Leah doesn't really mean to be mean, it just comes out like that sometimes. She has always been REALLY good at giving dirty looks and if she isn't too fond of you, trust me, she lets you know.

When Bryce is at school I enjoy the girl time we get to spend together, which of course, includes shopping. LOTS and LOTS of shopping. She is a pro and I can say that makes me proud. She can spot princess things a mile away and always has a convincing argument on why we should buy it. She looks at clothes and says, "That's cute MOM...so CUTE!" She holds up the clothes and asks if I like it. It really is a trip to see how she has picked up my shopping habits.

There are also things she does while we are out shopping that are NOT fun. Almost everytime we are out she will spot a man and decide that he is a "mean guy." It is usually a tall dark type of guy that gets this reaction. She isn't really scared of these guys, but she wants to make sure I know that they are not nice. She screams and points, "Mom, there is a mean guy, a pirate...He is a MEAN guy MOM!"

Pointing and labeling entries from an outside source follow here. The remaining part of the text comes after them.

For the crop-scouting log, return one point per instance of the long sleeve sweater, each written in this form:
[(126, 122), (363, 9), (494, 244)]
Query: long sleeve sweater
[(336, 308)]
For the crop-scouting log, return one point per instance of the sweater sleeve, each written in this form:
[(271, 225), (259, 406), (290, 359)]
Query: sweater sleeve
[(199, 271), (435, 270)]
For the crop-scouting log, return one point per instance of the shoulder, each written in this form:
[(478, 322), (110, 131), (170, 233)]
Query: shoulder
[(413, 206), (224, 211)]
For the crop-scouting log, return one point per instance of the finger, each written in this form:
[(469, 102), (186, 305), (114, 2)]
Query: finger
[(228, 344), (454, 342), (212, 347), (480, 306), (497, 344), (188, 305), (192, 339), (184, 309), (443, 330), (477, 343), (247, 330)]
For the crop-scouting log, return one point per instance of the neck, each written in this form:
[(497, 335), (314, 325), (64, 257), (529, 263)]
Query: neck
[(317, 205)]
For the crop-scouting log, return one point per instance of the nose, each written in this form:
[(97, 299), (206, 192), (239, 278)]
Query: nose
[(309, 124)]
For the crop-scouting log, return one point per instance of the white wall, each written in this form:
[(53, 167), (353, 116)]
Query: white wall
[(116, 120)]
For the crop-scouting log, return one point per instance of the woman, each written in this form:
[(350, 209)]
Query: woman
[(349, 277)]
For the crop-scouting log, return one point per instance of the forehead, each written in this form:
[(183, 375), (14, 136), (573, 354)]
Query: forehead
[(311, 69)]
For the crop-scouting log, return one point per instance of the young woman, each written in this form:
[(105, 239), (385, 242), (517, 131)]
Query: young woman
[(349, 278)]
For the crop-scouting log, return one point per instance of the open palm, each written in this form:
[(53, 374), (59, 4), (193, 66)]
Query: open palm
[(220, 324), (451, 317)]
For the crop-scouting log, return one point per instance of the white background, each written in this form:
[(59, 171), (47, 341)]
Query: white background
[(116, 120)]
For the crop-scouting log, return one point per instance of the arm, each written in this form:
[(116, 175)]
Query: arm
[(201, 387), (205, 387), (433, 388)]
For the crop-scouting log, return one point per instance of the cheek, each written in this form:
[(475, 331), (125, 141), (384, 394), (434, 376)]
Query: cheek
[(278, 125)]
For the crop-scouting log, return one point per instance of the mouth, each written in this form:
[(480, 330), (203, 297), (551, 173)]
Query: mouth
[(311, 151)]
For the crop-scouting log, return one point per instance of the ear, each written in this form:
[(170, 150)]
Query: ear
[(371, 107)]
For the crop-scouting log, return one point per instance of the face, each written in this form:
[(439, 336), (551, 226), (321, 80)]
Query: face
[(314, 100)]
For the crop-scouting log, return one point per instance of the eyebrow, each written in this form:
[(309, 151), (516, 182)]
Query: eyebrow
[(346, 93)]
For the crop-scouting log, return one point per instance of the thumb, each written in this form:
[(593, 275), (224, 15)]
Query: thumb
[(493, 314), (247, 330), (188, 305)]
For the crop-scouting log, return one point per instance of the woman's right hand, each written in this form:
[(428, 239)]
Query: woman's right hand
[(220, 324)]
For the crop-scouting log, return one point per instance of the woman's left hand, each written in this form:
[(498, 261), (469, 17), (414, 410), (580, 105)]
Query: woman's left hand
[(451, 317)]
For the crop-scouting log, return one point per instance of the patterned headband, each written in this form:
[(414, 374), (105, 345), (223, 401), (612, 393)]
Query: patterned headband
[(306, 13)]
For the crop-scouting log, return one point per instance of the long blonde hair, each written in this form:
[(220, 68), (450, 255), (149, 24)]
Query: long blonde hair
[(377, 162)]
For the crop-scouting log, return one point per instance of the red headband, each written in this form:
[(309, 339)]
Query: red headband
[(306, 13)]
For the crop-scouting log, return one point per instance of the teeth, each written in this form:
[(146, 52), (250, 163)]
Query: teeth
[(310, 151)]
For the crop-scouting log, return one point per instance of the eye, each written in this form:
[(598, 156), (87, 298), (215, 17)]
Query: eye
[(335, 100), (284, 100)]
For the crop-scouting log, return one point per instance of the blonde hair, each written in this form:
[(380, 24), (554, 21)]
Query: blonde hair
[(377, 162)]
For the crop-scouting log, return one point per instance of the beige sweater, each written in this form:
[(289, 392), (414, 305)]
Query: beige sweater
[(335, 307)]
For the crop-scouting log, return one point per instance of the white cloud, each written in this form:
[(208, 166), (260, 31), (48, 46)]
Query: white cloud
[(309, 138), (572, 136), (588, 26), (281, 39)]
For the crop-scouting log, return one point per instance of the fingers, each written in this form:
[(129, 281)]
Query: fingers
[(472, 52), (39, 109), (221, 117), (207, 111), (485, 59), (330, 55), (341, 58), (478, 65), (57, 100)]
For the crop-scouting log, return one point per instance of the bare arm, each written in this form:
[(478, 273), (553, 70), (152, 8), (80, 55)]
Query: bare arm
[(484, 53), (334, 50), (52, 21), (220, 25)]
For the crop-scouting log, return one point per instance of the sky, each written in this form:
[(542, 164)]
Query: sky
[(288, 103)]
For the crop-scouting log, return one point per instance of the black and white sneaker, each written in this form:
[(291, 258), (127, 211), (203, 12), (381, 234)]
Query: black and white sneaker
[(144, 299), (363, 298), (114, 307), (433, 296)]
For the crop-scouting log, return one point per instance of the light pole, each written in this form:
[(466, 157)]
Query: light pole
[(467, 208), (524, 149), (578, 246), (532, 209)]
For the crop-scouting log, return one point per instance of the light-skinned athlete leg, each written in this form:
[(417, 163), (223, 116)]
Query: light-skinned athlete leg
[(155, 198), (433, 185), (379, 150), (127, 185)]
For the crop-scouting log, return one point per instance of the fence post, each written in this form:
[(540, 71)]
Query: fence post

It is always loud enough so the man can hear. He usually trys to smile or wave at Leah to reassure her that he is not mean, which only makes it worse. She will even say to the men, "Why are you looking at me? You are a mean guy."

It is kinda embarassing as I try to explain to these regular guys (unless Leah knows something I don't) that she just doesn't like men. This is not entirely true though, because she adores the men that she's familiar with in her life: her dad, grandpa, grand-dad, and uncles.

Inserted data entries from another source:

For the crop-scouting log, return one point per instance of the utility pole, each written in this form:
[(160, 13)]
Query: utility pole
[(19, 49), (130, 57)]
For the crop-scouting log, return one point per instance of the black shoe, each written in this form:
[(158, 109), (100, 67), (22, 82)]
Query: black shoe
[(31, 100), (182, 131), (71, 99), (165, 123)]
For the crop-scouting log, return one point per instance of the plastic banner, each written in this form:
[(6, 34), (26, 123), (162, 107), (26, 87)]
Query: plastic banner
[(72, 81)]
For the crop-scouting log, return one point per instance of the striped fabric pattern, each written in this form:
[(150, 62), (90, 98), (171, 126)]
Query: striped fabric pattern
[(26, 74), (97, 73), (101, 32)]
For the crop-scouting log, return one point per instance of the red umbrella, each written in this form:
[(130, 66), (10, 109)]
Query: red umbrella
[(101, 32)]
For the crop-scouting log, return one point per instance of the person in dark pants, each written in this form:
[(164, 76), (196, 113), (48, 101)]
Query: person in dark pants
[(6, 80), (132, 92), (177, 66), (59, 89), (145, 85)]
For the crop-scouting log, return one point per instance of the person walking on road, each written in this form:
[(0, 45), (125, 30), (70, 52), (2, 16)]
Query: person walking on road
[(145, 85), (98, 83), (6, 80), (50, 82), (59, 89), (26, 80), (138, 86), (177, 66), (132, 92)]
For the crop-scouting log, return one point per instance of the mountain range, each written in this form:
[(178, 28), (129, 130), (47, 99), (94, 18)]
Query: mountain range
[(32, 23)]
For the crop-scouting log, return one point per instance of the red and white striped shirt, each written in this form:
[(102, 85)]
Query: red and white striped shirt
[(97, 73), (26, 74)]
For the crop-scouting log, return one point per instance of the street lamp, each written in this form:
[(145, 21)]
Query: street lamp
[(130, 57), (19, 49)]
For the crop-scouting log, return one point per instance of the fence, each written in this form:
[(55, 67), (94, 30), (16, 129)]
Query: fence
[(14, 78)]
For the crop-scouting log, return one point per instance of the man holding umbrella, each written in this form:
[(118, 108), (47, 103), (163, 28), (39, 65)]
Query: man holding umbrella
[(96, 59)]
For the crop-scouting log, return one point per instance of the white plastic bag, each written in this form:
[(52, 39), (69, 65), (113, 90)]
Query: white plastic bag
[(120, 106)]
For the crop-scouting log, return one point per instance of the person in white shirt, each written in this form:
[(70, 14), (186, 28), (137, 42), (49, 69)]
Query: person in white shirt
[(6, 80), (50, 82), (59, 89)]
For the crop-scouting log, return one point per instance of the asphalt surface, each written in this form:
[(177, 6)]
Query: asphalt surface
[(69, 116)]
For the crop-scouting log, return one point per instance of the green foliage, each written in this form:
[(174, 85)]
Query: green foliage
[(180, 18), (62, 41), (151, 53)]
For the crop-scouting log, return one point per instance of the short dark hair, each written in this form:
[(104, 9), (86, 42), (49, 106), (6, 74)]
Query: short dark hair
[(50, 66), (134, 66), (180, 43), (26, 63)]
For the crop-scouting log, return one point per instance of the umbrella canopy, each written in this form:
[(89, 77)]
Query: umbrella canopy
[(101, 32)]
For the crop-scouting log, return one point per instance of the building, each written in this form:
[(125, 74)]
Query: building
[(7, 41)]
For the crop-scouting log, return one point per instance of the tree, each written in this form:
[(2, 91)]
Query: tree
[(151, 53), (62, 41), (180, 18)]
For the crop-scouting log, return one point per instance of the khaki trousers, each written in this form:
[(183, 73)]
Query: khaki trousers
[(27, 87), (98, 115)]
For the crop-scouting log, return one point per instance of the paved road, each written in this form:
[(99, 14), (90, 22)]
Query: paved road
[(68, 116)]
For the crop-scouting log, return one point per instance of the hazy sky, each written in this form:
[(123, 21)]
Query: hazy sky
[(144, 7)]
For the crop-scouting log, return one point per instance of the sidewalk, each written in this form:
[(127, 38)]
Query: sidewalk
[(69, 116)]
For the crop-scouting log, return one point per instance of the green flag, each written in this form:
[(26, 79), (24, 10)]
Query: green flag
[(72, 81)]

Anyway, we usually have this problem while we are out and she spots a "mean guy." A couple days ago, while at Costco, she moved across the gender lines to pick on a poor woman. This lady (who happens to have very short hair) walks by us. Leah points and says as loud and as clear as she could, "Mom, is that a boy or a girl?" The lady turned her head around, but kept walking. I mean, what was she going to say. "I only look like a dude, but I'm a woman." How do you explain this to a 2 year old.

I was so embarassed and just quietly said, "Leah, she's a girl like you and me."

Kids...always an adventure!

Tuesday, January 27, 2009

I'm sleepy, roll over...so they all rolled over...

Here's the thing when you have kids...none of your time is ever really your own...EVER! Not even sleeping time. I am not opposed to letting the kids sleep in our bed, but I am not really for it either. I guess it is best just to do whatever you need to do to get some sleep. The problem is when (for the sake of sleep) you let them crawl up and stay in your bed...you sleep like crap!

When they're infants sometimes it is just easier (specially if you are the food source) to have them right next to you. When they are sick...for sure they can snuggle up. But when they are older and just want company and to kick my side...I don't really enjoy family time this way. Leah has been sneaking in more frequently. Last night she kicked me from 1am till morning. It's like, you kicked me for 9 months when I was pregnant, that's about all I can take! At times we have all four of us in bed and Dodger at the bottom. One time Bryce rolled over and off the bed and kept sleeping!

So this morning at breakfast I told Leah, no more sleeping in my bed. I explained she has her own pretty bed. I asked why she doesn't like sleeping in there. Her response:

"There's no other people in my bed."

Well, there you have it! Guess I'll only be kicked in my sleep for a couple more years anyway!

Friday, January 23, 2009

R.I.P. Spidey

I'm not sure if hermit crabs are the best or worst pets. If you want a low maintenance animal...then a hermit crab is for you. The problem I have with them, is you never really know if they are happy and if you are taking proper care of them. They are nocturnal, for one thing, so you never really see them being active. At least a dog wags their tail and you know they are happy, and a fish will start to float when they aren't being cared for. I have a soft spot for animals so if I have a pet, I want them to be happy. But maybe a hermit isn't suppose to be happy, because of their name. If I was a hermit, I would be a little depressed too. Why do I mention this? Here is our sad hermit crab story:



It was Mother's Day 2008. We decide to take a family trip to the mall to spoil me! Awesome!! In the center of the mall there is a cart selling the cutest little crabs. Why are crabs cute? Well, actually they aren't, but someone paints their shells and it is all very amusing. Their shells are cute anyway. My kids REALLY like them so Bobby suggests we let them each pick out their own crab. I guess I was feeling the energy and agreed. Bryce picked out a spiderman painted crab and Leah picked out a bee painted crab. We call them lovingly: Spidey and Crabee!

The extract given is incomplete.